I’m suggesting this arrangement for the shipping pallets because it would most likely fit on many common double axle trailers you’ll find. It also is less than 8′ wide which is the legal limit for trailers in many states. In the drawings you’ll see the steps for bringing the pallets together.

In the first drawing I’m simply showing that it’s best to prepare the pallets by attaching 2x4s to the open ends of the pallets. This makes the pallets stronger and gives you four sides to nail, screw, and bolt to. You can free the necessary 2x4s from other pallets by cutting through the nails with a reciprocating saw. This is the fastest way to dismantle a shipping pallet and will leave you with the most usable wood.

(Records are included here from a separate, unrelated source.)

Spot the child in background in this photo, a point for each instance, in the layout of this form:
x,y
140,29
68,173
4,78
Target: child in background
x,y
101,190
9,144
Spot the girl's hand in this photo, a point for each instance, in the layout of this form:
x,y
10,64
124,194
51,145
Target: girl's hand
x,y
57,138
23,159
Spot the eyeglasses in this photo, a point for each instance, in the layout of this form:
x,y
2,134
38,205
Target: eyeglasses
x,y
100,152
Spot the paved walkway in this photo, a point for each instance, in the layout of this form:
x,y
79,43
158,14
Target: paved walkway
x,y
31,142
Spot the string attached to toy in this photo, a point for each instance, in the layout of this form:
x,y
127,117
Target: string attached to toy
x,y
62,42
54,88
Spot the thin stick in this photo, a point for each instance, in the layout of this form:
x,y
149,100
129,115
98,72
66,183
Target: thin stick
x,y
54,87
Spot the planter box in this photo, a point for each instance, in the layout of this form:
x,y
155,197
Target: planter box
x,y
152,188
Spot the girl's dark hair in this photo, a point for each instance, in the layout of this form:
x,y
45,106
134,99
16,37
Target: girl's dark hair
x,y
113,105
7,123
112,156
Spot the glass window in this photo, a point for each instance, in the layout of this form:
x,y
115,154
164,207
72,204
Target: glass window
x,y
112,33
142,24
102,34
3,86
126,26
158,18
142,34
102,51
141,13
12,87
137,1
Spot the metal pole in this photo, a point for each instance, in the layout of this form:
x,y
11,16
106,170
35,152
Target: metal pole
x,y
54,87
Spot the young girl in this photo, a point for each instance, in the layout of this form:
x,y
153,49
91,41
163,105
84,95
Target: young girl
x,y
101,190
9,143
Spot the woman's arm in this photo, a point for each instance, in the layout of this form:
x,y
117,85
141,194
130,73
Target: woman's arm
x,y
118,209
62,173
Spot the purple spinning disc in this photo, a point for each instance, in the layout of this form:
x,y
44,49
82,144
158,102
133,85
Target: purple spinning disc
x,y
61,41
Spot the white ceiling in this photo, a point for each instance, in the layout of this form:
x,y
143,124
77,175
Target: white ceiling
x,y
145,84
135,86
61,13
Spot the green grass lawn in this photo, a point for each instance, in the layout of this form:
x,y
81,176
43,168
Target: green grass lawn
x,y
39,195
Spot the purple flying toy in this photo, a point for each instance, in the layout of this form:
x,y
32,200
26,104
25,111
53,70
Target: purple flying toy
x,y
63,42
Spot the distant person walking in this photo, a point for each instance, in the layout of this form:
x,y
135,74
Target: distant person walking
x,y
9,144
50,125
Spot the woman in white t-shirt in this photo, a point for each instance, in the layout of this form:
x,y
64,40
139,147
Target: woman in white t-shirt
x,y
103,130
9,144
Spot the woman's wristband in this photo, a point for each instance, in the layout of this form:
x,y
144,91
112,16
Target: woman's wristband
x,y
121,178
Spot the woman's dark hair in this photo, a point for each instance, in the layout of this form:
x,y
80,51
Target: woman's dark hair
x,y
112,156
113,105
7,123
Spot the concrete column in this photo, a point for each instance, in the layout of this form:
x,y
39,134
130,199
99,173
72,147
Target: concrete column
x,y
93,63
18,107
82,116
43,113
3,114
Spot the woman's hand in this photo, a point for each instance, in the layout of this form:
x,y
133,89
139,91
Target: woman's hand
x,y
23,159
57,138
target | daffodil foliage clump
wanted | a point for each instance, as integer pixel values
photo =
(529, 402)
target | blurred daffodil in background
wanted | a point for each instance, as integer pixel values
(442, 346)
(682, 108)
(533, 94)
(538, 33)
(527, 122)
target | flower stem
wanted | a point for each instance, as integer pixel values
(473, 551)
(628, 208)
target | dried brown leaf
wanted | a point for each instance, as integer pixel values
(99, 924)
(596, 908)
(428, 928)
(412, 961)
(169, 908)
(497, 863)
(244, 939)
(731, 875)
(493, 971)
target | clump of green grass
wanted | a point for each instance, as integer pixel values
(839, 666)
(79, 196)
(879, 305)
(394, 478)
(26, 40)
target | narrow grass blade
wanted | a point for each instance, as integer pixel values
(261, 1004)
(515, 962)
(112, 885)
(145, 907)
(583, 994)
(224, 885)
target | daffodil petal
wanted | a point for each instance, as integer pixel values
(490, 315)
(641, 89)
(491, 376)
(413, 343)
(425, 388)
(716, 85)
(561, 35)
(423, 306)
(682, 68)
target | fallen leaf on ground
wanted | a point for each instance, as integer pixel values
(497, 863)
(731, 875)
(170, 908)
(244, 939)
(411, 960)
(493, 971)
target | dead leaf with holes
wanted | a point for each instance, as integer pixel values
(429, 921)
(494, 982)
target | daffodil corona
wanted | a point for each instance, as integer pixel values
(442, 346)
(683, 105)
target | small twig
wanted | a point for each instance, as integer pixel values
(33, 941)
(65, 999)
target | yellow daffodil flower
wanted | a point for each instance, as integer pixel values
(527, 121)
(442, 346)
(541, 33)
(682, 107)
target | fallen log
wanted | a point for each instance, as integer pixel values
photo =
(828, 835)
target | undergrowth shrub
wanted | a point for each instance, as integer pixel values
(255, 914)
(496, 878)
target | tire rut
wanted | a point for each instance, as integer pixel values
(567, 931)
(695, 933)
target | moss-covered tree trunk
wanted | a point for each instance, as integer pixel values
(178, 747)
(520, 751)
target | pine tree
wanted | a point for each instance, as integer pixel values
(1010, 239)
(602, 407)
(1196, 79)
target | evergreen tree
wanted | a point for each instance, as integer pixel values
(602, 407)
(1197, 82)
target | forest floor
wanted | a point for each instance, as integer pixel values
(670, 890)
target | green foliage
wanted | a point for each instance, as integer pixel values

Here are the prepared pallets ready to connect. In my tiny free house project I’m finding it useful to screw the pallets together first and then bolt them once the pallets are connected. It feels quicker although a bit redundant but seems to work well. You may also find it useful to have a couple clamps around to clamp the pallets together as you make the first attachments. Many shipping pallets are made from hardwood and getting screws to bite into the wood, saws to cut, and drills to drill can be tough. Better to use quality tools that plug into the wall or generator. Leave the little battery operated tools to small home repairs.

Next: Lay the Floor…

Step 2: Lay the Floor

Now attach 4×8 sheets of plywood or another sturdy sheet material to the pallet subfloor. You might also want to take the extra step to sheet both sides of the pallet floor structure and insulate it. This will give you a very strong and sealed base for your house. The thicker the plywood in the floor the better, especially the surface you walk on.

You’ll notice that the plywood overhangs the pallets a little. Just cut off the extra plywood. Be sure to save these small pieces though, you’ll most likely find a use for every piece of extra wood. I’ve been using screws to connect all the wood in the tiny free house simply because I think it’s stronger and the house is mounted on a trailer.